The ship that may very likely have been victimized by the Titanic was the SS Eastland. It was a large passenger ship based out of Chicago that was also occasionally used to host tours of the local waterways. On July 24, 1915, while sitting in dock on the Chicago River, it rolled over and capsized, taking 844 travelers and crew with it to their doom.
Embarking on its maiden voyage in 1903, the Eastland had problems right off the bat. In July of that year, it hit a tugboat named the George W. Gardner while docked. Although the larger ship suffered minor damage, the tugboat went to the bottom. Later in August, the Eastland captain had six of his crewmen arrested at gunpoint after they refused to work, claiming they had not received an allotted amount of potatoes as part of their rations. Although the men were officially charged with mutiny, the captain was also replaced soon after.

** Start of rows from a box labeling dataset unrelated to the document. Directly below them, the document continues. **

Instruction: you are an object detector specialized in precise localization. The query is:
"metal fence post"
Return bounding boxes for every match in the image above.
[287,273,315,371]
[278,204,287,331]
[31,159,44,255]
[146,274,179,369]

The Eastland also had intermittent problems with listing. While loading and unloading passengers and cargo, there were ongoing issues with instability that caused the vessel to dangerously lean from side to side. Despite making modifications and adjusting capacity, the problem wasn’t fixed, as close calls kept popping up.
On the fateful day of July 24th, 1915, the Eastland was one of five Great Lakes passenger ships chartered to ferry Western Electric employees to a company picnic in Michigan City, Indiana. More than 7,000 tickets between the fleet had been sold to take the group on the 38 mile trip. For many workers, this event was the most significant travel they may have ever undertaken, given the expense and limited options of transportation at the time.